Function cuLaunchCooperativeKernel

Source
pub unsafe extern "C" fn cuLaunchCooperativeKernel(
    f: CUfunction,
    gridDimX: c_uint,
    gridDimY: c_uint,
    gridDimZ: c_uint,
    blockDimX: c_uint,
    blockDimY: c_uint,
    blockDimZ: c_uint,
    sharedMemBytes: c_uint,
    hStream: CUstream,
    kernelParams: *mut *mut c_void,
) -> CUresult
Expand description

\brief Launches a CUDA function ::CUfunction or a CUDA kernel ::CUkernel where thread blocks can cooperate and synchronize as they execute

Invokes the function ::CUfunction or the kernel ::CUkernel \p f on a \p gridDimX x \p gridDimY x \p gridDimZ grid of blocks. Each block contains \p blockDimX x \p blockDimY x \p blockDimZ threads.

\p sharedMemBytes sets the amount of dynamic shared memory that will be available to each thread block.

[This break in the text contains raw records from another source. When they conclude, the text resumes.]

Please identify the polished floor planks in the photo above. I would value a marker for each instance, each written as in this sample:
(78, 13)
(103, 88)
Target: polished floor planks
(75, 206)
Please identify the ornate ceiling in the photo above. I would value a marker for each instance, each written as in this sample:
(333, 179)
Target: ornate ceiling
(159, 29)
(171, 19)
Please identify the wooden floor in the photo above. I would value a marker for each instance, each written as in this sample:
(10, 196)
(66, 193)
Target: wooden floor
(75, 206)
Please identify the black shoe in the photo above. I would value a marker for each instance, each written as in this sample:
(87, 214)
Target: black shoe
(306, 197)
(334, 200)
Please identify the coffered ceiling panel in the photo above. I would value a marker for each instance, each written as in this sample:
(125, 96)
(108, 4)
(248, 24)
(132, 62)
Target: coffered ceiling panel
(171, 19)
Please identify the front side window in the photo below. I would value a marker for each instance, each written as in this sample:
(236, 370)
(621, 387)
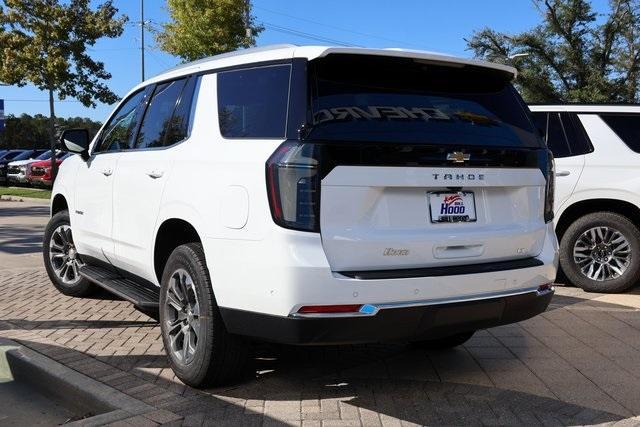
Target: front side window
(118, 132)
(158, 117)
(404, 100)
(627, 127)
(252, 103)
(556, 137)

The device on which this kernel is invoked must have a non-zero value for the device attribute ::CU_DEVICE_ATTRIBUTE_COOPERATIVE_LAUNCH.

The total number of blocks launched cannot exceed the maximum number of blocks per multiprocessor as returned by ::cuOccupancyMaxActiveBlocksPerMultiprocessor (or ::cuOccupancyMaxActiveBlocksPerMultiprocessorWithFlags) times the number of multiprocessors as specified by the device attribute ::CU_DEVICE_ATTRIBUTE_MULTIPROCESSOR_COUNT.

The kernel cannot make use of CUDA dynamic parallelism.

Kernel parameters must be specified via \p kernelParams. If \p f has N parameters, then \p kernelParams needs to be an array of N pointers. Each of \p kernelParams[0] through \p kernelParams[N-1] must point to a region of memory from which the actual kernel parameter will be copied. The number of kernel parameters and their offsets and sizes do not need to be specified as that information is retrieved directly from the kernel’s image.

Calling ::cuLaunchCooperativeKernel() sets persistent function state that is the same as function state set through ::cuLaunchKernel API

When the kernel \p f is launched via ::cuLaunchCooperativeKernel(), the previous block shape, shared size and parameter info associated with \p f is overwritten.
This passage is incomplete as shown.